Дарья приподняла голову брата и вдруг почувствовала: она просто приставлена к шее. Она взяла голову, положила к себе на колени и залилась слезами, приговаривая, что теперь у неё на всём свете нет самого близкого и преданного ей человека, который служил её душе опорой и что теперь для неё жизнь потеряла всякий смысл, ибо она до последнего момента верила в возможность найти Михаила живым.
Кондрат Похитайло бухнулся на колени и начал неистово молиться тоже. Сердце его разрывалось на части, в тот момент не было необходимости рубить голову, ибо красные были разбиты, а он мог со спокойной совестью ехать домой и опрокинуть стаканчик горилки. Нет, не мог Похитайло простить себе, но и признаться сейчас княжне в своей вине было свыше всяких сил. Если бы признание вернуло жизнь князю, он сделал бы подобное с превеликой радостью. Но признание только усилит вражду и ненависть всеобщую, переполнившую русскую чашу, — он промолчал.
Брата Михаила похоронили рядом с могилой родителей, поставили у его изголовья такой же замечательный крест из чёрного мрамора. После всего случившегося силы оставили княжну Дарью, и она несколько дней провалялась в постели, приходя в себя, в молитвах, усердных заклинаниях, и времени у неё на размышления о предстоящих жизненных делах не оставалось.
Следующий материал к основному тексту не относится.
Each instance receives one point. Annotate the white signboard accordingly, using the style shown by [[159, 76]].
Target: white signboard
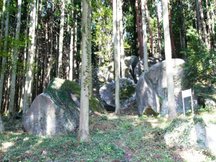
[[185, 94]]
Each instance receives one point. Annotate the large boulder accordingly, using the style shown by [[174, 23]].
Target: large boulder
[[151, 90], [56, 111], [127, 94]]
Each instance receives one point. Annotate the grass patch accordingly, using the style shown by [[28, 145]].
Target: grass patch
[[122, 138]]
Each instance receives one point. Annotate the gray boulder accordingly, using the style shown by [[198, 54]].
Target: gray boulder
[[47, 118], [127, 94], [151, 89], [56, 111]]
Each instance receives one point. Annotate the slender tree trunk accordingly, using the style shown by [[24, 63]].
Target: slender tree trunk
[[116, 43], [84, 101], [1, 125], [4, 60], [198, 23], [71, 58], [61, 38], [182, 29], [139, 29], [158, 6], [169, 64], [122, 39], [2, 19], [203, 24], [14, 61], [144, 26], [172, 36], [30, 59], [148, 20]]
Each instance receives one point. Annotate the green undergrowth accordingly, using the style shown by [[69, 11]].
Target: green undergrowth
[[123, 138]]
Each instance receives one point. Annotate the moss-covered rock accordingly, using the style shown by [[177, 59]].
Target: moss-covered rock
[[56, 111]]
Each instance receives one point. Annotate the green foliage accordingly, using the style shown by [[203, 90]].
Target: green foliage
[[102, 31], [127, 91], [200, 64]]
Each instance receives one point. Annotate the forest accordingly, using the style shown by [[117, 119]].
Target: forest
[[107, 80]]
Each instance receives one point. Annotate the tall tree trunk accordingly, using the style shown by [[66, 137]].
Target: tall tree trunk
[[84, 101], [1, 125], [116, 43], [71, 56], [14, 60], [139, 29], [182, 28], [123, 66], [148, 21], [144, 26], [172, 36], [4, 60], [203, 24], [30, 59], [169, 64], [158, 6], [198, 21], [61, 38], [2, 19]]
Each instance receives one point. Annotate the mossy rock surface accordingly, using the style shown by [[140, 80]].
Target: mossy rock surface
[[56, 111], [67, 93]]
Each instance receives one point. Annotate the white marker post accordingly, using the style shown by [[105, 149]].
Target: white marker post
[[185, 94]]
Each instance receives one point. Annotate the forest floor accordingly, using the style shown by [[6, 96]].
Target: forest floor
[[125, 138]]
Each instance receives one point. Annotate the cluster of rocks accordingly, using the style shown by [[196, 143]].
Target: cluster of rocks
[[56, 111], [151, 89]]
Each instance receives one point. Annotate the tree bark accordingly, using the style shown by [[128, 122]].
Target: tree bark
[[30, 59], [139, 29], [61, 38], [4, 60], [122, 39], [14, 60], [84, 101], [144, 26], [169, 64], [116, 44], [158, 3]]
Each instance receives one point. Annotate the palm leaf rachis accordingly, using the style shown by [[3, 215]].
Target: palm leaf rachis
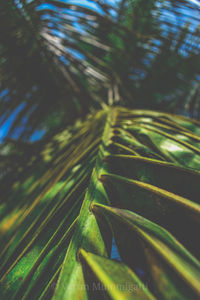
[[129, 177]]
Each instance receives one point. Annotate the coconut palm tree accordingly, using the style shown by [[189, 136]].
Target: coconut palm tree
[[105, 205]]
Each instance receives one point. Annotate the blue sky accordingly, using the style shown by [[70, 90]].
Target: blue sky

А когда подъесаул, прознав о новом наступлении красных, попросил её, ввиду опасности, ускорить отъезд, она согласилась. Подъесаул с таким жаром выпрашивал у неё прощение, что княжна, что-то заподозрив, как-то странно взглянув на него, спросила:
— Скажите, подъесаул, почему братец мой Михаил был одет в шинель красноармейца?
Похитайло крякнул, упал в ноги княжне, умоляя простить его, великого грешника, и обещая искупить вину за все творимые жестокости красных.
На следующий день она уезжала в сопровождении двух десятков казаков. Мило простившись с гостеприимными хозяевами, обошла могилки родных ей людей, посадила рядом три берёзки и уехала. И вовремя: уже слышны были разрывы снарядов, — красные части начали обстрел Подгорной, и её старики, бабы, дети длинной цепочкой покидали станицу, уходя в горы, а в станице оставались лишь казаки.